Are you beginning to see a pattern here? James Madison, Alexander Hamilton, John Jay and the other nationalists among our founders believed that to have an omnipotent central government, the power of the individual states must be eliminated. Accomplishing this would lead to the destruction of the Declaration of Independence concept of “consent of the governed,” a concept vital to the existence of Liberty and Natural Rights.
Abraham Lincoln initiated a war to destroy the concepts of State’s Rights and consent of the governed, killing over 800,000 Americans and replacing the government based on consent with a strong central government ruled by a cabal unrestrained with the limits of a constitution.
Lincoln was praised by Karl Marx for his accomplishments and Adolf Hitler used Lincoln’s premise for an omnipotent central government to establish his National Socialist empire that led to the deaths of millions; some in furnaces and by firing squad to millions more on the battlefields of WWII.
The candidates, politicians and all members of the species Ignoramus Americanus who claim that decrees of the Supreme Court are infallible and constitute immutable law adhere to the beliefs of some of the most evil, murderous tyrants in history and should be treated as the enemies to Liberty that they are.
Contrast please the diametrically opposed concepts of Adolf Hitler and Thomas Jefferson.
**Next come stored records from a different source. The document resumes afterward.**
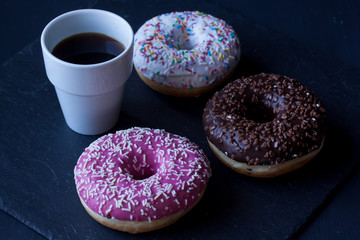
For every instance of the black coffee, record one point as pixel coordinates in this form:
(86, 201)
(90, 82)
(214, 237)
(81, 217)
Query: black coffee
(87, 48)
“National Socialism as a matter of principle, must lay claim to the right to force its principles on the whole German nation without consideration of previous federated state boundaries, and to educate in its ideas and conceptions. Just as the churches do not feel bound and limited by political boundaries, no more does the National Socialist idea feel limited by the individual state territories of our fatherland. The National Socialist doctrine is not the servant of individual federated states, but shall some day become the master of the German nation. It must determine and reorder the life of a people, and must, therefore, imperiously claim the right to pass over [state] boundaries drawn by a development we have rejected.” ~Adolph Hitler, Mein Kampf, p. 578
“That the several States composing, the United States of America, are not united on the principle of unlimited submission to their general government; but that, by a compact under the style and title of a Constitution for the United States, and of amendments thereto, they constituted a general government for special purposes—delegated to that government certain definite powers, reserving, each State to itself, the residuary mass of right to their own self-government; and that whensoever the general government assumes undelegated powers, its acts are unauthoritative, void, and of no force: that to this compact each State acceded as a State, and is an integral part, its co-States forming, as to itself, the other party: that the government created by this compact was not made the exclusive or final judge of the extent of the powers delegated to itself; since that would have made its discretion, and not the Constitution, the measure of its powers; but that, as in all other cases of compact among powers having no common judge, each party has an equal right to judge for itself, as well of infractions as of the mode and measure of redress.” ~Thomas Jefferson, Kentucky Resolution, 10 November 1798
As you read the two above quotes you must ask yourself: “Which of the two most closely resembles the government we have today, supported by candidates and politicians who claim the federal government and its attendant bureaucracies and decrees of the US Supreme Court to be gospel?”
Would it suffice to say that as the power of the individual states and the people are concerned, so goes Freedom and Liberty?
Who do you choose; Jefferson or Hitler?